How we interact with objects in the world is a topic brought up in Carnal Knowledge, describing science as an observation, aesthetic art as a direct connection from the sensing body and its phenomenal encounters with the material world. Science and art create different ways of encountering the material world, where one is the search for an evidence based answer, and the other an intuitive and sensorial engagement that fosters the creative formations of meaning as it unfolds between the artist, the artwork and the viewer [2].
If there is a disruption in the conscious understanding of an object from a lack of language and or symbols, there is often a necessity to create new forms of language to help aid our interactions with what is often the unknown. These new languages created are often subjective, and created from our past experiences within the material world.
- Miles, Malcom. Eco-Aesthetics: art, literature and architecture in a period of climate change. London, UK: Bloomsbury Publishing Plc, 2014: 167-194.
- Barrett, Estelle, and Bolt, Barbara. Carnal Knowledge: Towards a ‘New Materialism’ through the arts.New York: I.B.Tauris & Co, 2013: 63-72.
15) Is your field an established one or did you have to invent it? What histories are you contributing to?
Within the process of broken landscape painting, multiple artists appear to touch on similar ideas surrounding the landscape and our relationship to the history of landscape painting. Understanding colonial art but avoiding the glorification of colonisation, looking at the land as a place to cherish rather than a space to own. Understanding Barbara tucks use of landscape layering and also David Hockney’s use of multiple vantage points to come into play to create a ‘finished’ image, Hockney uses multiple angles of the same subject, referencing many cubist ideologies.

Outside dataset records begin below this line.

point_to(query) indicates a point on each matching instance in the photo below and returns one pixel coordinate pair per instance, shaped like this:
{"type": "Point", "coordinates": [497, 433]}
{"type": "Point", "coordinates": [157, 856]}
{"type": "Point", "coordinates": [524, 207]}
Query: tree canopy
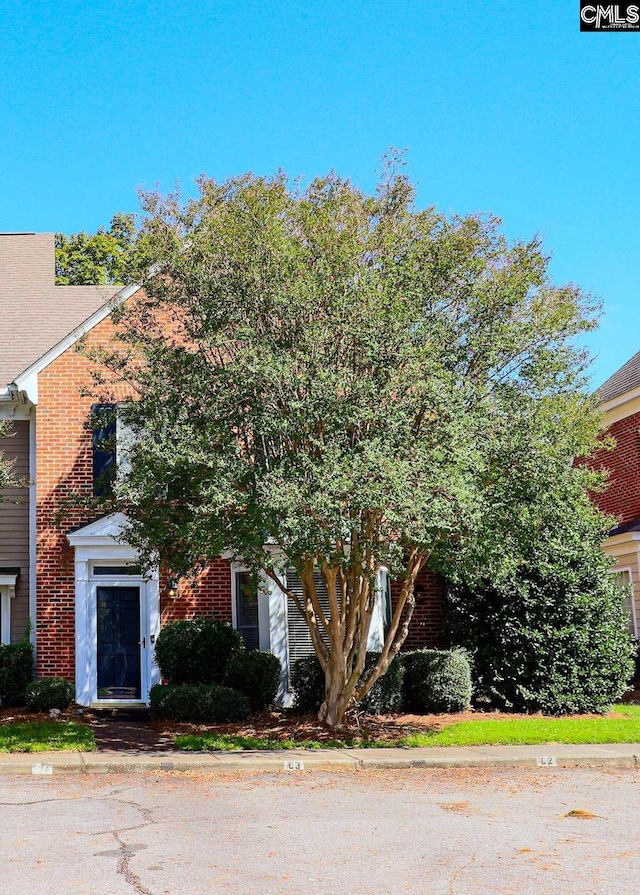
{"type": "Point", "coordinates": [108, 257]}
{"type": "Point", "coordinates": [335, 381]}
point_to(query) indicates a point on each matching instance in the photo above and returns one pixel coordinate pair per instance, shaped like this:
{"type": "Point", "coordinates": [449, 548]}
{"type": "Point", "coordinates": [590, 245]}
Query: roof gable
{"type": "Point", "coordinates": [624, 380]}
{"type": "Point", "coordinates": [36, 314]}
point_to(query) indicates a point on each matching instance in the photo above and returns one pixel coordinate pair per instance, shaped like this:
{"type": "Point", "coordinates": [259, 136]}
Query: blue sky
{"type": "Point", "coordinates": [504, 108]}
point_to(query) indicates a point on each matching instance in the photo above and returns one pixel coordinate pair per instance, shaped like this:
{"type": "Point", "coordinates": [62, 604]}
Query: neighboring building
{"type": "Point", "coordinates": [620, 402]}
{"type": "Point", "coordinates": [94, 618]}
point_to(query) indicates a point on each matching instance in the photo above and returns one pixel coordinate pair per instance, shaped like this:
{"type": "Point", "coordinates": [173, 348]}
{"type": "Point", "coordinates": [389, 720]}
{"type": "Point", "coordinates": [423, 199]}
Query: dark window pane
{"type": "Point", "coordinates": [104, 448]}
{"type": "Point", "coordinates": [118, 642]}
{"type": "Point", "coordinates": [247, 610]}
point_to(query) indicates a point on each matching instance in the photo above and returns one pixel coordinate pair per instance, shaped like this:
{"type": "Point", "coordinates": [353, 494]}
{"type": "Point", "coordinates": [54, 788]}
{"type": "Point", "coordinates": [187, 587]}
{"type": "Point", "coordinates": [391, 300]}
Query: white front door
{"type": "Point", "coordinates": [117, 618]}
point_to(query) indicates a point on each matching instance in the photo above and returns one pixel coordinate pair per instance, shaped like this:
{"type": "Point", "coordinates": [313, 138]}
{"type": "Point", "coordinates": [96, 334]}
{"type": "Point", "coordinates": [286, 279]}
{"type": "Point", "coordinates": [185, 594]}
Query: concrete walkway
{"type": "Point", "coordinates": [107, 761]}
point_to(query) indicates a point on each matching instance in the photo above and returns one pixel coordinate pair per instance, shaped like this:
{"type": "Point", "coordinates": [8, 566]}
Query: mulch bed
{"type": "Point", "coordinates": [285, 725]}
{"type": "Point", "coordinates": [22, 715]}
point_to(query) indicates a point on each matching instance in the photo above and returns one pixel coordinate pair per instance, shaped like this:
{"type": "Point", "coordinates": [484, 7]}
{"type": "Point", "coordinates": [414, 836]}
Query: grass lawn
{"type": "Point", "coordinates": [622, 725]}
{"type": "Point", "coordinates": [45, 736]}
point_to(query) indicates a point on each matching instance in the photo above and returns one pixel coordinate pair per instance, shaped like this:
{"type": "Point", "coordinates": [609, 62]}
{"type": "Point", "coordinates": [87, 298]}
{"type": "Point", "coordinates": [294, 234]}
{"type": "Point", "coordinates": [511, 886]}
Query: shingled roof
{"type": "Point", "coordinates": [35, 314]}
{"type": "Point", "coordinates": [623, 380]}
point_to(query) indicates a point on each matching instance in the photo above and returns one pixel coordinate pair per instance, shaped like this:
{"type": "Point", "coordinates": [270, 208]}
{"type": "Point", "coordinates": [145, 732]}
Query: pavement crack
{"type": "Point", "coordinates": [124, 869]}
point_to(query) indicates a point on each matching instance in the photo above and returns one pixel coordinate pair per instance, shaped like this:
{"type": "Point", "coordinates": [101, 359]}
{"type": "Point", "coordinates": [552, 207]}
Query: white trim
{"type": "Point", "coordinates": [7, 591]}
{"type": "Point", "coordinates": [606, 406]}
{"type": "Point", "coordinates": [33, 535]}
{"type": "Point", "coordinates": [27, 381]}
{"type": "Point", "coordinates": [625, 537]}
{"type": "Point", "coordinates": [264, 615]}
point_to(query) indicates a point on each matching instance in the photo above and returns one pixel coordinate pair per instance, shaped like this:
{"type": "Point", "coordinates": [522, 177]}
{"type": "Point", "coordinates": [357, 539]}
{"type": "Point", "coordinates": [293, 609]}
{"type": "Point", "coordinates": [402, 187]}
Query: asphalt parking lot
{"type": "Point", "coordinates": [441, 832]}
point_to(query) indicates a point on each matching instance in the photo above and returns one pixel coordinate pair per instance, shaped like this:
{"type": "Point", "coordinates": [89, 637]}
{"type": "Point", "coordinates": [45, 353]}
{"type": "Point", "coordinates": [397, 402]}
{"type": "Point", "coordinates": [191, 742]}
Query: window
{"type": "Point", "coordinates": [111, 442]}
{"type": "Point", "coordinates": [8, 578]}
{"type": "Point", "coordinates": [622, 578]}
{"type": "Point", "coordinates": [246, 599]}
{"type": "Point", "coordinates": [103, 418]}
{"type": "Point", "coordinates": [299, 638]}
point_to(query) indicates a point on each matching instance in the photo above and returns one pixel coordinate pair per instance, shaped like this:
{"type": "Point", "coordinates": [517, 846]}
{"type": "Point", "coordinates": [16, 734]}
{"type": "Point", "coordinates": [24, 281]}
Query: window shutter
{"type": "Point", "coordinates": [299, 638]}
{"type": "Point", "coordinates": [104, 448]}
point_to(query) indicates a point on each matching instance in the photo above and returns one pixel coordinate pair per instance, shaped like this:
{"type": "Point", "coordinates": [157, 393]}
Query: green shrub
{"type": "Point", "coordinates": [387, 694]}
{"type": "Point", "coordinates": [197, 703]}
{"type": "Point", "coordinates": [257, 675]}
{"type": "Point", "coordinates": [552, 638]}
{"type": "Point", "coordinates": [307, 682]}
{"type": "Point", "coordinates": [308, 685]}
{"type": "Point", "coordinates": [16, 671]}
{"type": "Point", "coordinates": [47, 693]}
{"type": "Point", "coordinates": [436, 681]}
{"type": "Point", "coordinates": [196, 651]}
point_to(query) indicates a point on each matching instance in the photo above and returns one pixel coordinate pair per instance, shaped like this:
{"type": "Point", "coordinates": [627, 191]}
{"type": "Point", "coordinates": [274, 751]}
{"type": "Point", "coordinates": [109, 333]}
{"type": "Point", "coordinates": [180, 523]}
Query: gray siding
{"type": "Point", "coordinates": [14, 525]}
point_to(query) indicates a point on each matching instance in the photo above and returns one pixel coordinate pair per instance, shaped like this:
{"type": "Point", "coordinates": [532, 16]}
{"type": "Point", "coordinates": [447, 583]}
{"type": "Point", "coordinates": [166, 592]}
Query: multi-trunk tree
{"type": "Point", "coordinates": [330, 381]}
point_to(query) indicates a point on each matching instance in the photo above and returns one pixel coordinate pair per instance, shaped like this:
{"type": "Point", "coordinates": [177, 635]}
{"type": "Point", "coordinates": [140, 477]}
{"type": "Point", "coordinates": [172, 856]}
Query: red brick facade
{"type": "Point", "coordinates": [426, 623]}
{"type": "Point", "coordinates": [65, 466]}
{"type": "Point", "coordinates": [622, 496]}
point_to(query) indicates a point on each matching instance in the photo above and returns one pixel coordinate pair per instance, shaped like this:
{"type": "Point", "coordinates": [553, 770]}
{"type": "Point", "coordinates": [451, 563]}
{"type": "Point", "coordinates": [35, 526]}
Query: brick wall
{"type": "Point", "coordinates": [64, 466]}
{"type": "Point", "coordinates": [426, 622]}
{"type": "Point", "coordinates": [622, 496]}
{"type": "Point", "coordinates": [210, 595]}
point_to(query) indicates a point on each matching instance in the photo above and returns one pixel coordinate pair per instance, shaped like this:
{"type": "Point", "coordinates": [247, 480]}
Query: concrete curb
{"type": "Point", "coordinates": [625, 755]}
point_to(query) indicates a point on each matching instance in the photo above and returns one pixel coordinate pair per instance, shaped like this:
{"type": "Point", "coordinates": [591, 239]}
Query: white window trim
{"type": "Point", "coordinates": [617, 571]}
{"type": "Point", "coordinates": [264, 638]}
{"type": "Point", "coordinates": [7, 592]}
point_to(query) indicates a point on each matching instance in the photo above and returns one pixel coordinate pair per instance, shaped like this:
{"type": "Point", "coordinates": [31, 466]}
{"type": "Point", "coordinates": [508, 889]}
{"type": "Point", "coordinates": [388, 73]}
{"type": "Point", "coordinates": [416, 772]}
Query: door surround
{"type": "Point", "coordinates": [99, 544]}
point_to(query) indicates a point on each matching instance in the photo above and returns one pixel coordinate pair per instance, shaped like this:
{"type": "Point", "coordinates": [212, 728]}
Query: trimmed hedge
{"type": "Point", "coordinates": [48, 693]}
{"type": "Point", "coordinates": [257, 675]}
{"type": "Point", "coordinates": [16, 671]}
{"type": "Point", "coordinates": [436, 681]}
{"type": "Point", "coordinates": [197, 651]}
{"type": "Point", "coordinates": [307, 682]}
{"type": "Point", "coordinates": [197, 703]}
{"type": "Point", "coordinates": [386, 695]}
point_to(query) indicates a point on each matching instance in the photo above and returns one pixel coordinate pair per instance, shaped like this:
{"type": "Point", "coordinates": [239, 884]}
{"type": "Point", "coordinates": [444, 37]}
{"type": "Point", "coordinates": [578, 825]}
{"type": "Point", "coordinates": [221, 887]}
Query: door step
{"type": "Point", "coordinates": [121, 712]}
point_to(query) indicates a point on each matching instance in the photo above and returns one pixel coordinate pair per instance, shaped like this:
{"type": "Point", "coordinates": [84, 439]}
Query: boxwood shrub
{"type": "Point", "coordinates": [16, 671]}
{"type": "Point", "coordinates": [197, 703]}
{"type": "Point", "coordinates": [307, 682]}
{"type": "Point", "coordinates": [197, 651]}
{"type": "Point", "coordinates": [436, 681]}
{"type": "Point", "coordinates": [386, 695]}
{"type": "Point", "coordinates": [257, 675]}
{"type": "Point", "coordinates": [47, 693]}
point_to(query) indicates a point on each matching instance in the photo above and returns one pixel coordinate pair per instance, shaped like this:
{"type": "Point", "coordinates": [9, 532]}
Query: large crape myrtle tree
{"type": "Point", "coordinates": [329, 381]}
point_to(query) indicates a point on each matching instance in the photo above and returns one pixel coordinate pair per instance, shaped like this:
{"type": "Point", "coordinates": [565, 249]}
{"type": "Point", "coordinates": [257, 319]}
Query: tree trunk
{"type": "Point", "coordinates": [336, 698]}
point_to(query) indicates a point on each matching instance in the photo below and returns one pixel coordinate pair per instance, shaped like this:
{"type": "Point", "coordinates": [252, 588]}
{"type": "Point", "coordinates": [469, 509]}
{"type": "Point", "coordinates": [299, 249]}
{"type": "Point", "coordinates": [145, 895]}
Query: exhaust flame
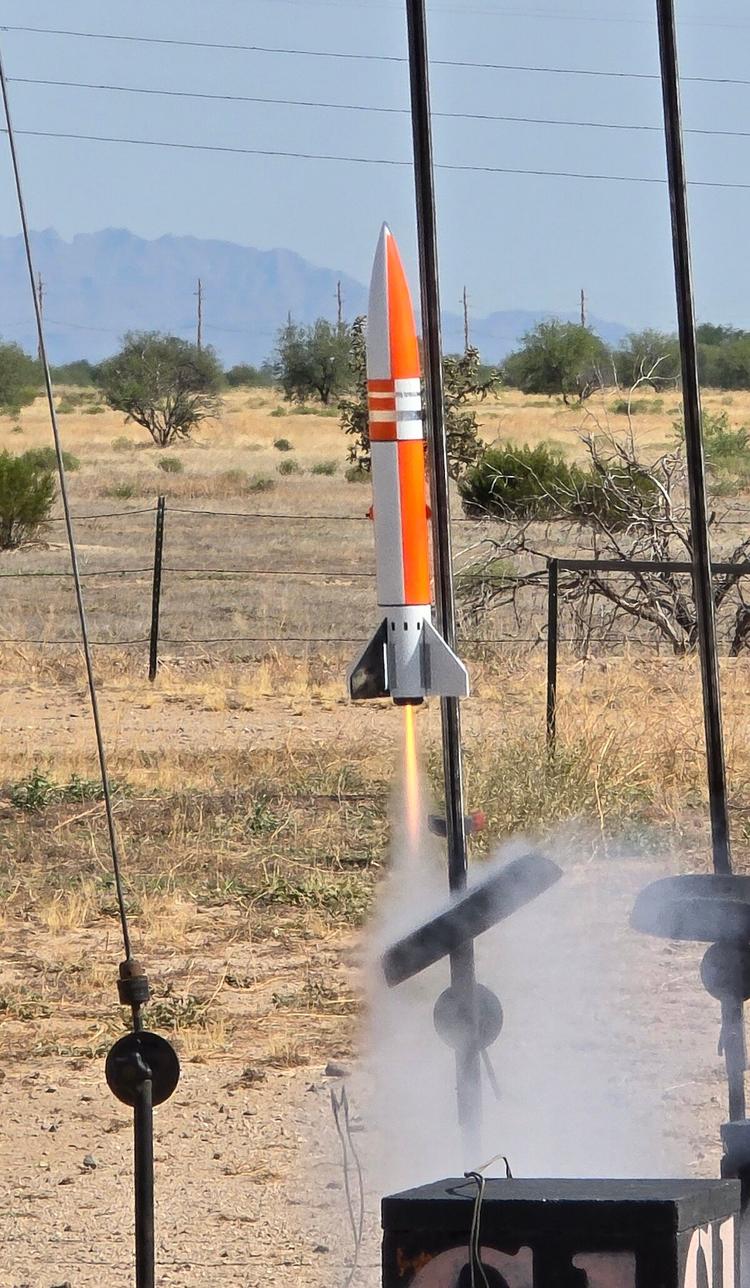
{"type": "Point", "coordinates": [411, 777]}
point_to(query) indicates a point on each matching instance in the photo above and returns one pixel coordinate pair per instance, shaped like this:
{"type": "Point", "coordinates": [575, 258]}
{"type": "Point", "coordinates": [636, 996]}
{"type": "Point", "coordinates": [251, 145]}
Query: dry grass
{"type": "Point", "coordinates": [253, 801]}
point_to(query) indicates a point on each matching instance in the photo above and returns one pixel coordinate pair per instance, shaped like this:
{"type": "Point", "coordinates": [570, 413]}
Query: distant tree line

Cubist ideas surrounding perspectives are played with, being another way of viewing the world playing a role within my practice shifting between forms of how viewing my own subject matter changes. Fragmentations of angles and time are framed playing with one another, bringing in my own experiences within these spaces. These ideas stem from Cubist artists such as Pablo Picasso of which explore the object from multiple angles, experiencing the object as if it was viewed at all directions at once. Picasso quoted “A picture used to be a sum of additions. In my case a picture is a sum of destructions.”[1]
Hockney plays with cubist ideas in his work The Desk,a collage of a desk taken from all possible angles available to immediately be viewed [2].
These ideas helps develop my own practice by creating engaging new ways of interacting with landscape painting.